Presented several simple ways of balancing exploration & exploitation during action selection:
- \varepsilon-greedy: choose randomly a small fraction of the time
- UCB: choose deterministically but achieve exploration by subtly favoring at each step the actions that have received fewer samples
- Gradient Bandit algorithms: estimate action preferences, not action values, and favor the more preferred actions in a graded, probabilistic manner using a soft-max distribution
- Optimistic Initialization: initializing estimates optimistically causes even greedy methods to explore significantly
How do we know which of these methods is best?
- We can run them all on a k (k=10)-armed testbed and compare their performances, but they all have a parameter of their own.
- To get a meaningful comparative study we have to consider their performance as a function of their parameter.
- Simple learning curves would be too complex and crowded in a graph to make clear comparisons.
- Instead we use a different kind of graph called parameter study:
  - We can estimate each point as the average reward obtained over 1000 steps with a particular algorithm at a particular parameter setting.
  - From the inverted U-shape of each algorithm’s performance curve, we can deduce that the algorithms all perform best at an intermediate value of their parameter, neither too large nor too small.
  - We can study the algorithm’s sensitivities to their respective parameters by studying/plotting their performance/average reward over a range of parameter values varying about an order of magnitude.
These bandit methods studied in this chapter are considered state of the art despite their simplicity.

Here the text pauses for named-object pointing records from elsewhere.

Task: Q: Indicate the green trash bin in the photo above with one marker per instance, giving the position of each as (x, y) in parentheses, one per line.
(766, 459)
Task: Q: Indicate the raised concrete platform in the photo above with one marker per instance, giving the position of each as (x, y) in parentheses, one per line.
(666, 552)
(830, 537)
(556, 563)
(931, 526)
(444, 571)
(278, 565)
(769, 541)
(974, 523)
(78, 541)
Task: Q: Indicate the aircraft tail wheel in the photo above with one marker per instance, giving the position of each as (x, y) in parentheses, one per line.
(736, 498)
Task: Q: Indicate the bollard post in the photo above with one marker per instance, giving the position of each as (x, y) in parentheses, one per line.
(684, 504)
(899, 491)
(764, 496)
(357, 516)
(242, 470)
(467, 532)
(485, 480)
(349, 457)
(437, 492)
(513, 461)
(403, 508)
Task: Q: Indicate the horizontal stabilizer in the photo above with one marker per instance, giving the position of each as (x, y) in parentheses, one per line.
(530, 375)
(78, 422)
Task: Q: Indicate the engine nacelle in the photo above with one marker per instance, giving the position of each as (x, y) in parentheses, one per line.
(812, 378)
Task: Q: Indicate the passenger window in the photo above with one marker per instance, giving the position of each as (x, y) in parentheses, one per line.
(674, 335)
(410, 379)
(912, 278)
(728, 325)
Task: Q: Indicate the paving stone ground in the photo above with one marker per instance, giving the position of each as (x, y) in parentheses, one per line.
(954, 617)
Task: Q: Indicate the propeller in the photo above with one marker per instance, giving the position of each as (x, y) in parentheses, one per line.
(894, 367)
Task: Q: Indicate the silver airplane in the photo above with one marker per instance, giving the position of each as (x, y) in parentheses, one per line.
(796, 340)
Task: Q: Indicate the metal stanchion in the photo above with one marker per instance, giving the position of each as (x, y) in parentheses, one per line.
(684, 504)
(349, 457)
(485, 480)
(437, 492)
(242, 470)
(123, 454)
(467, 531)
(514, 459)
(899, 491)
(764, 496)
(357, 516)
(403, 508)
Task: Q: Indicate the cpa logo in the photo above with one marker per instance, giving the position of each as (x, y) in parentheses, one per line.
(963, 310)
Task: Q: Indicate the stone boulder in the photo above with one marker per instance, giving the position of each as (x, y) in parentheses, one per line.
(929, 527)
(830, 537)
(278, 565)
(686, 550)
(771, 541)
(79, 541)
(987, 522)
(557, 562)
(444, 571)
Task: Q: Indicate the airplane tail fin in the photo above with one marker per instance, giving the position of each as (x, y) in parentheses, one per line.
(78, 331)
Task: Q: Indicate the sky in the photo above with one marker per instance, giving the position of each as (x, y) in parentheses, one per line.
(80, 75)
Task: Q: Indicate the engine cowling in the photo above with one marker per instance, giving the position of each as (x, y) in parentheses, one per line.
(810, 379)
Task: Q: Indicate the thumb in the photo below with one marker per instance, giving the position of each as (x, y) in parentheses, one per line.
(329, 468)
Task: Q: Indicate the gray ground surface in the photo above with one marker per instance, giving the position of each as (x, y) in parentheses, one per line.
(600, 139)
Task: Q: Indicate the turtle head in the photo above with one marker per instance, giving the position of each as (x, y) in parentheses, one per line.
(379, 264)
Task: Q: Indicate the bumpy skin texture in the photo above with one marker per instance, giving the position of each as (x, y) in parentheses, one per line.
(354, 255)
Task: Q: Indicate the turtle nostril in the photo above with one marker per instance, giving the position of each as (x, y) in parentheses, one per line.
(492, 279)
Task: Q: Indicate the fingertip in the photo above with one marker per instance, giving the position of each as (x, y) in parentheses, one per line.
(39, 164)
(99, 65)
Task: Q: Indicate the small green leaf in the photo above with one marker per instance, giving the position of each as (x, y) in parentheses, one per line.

Gittins index is a well-studied Bayesian approach to balancing exploration and exploitation in k-armed bandit problems.
- Posterior sampling or Thompson sampling is used for action selection.
In the Bayesian setting, it is generally not feasible to perform the outrageously large computation of an information state of a horizon, but efficient approximation could be done.
- This turns the bandit problem to full RL problem instance, hence the need for approximate RL methods.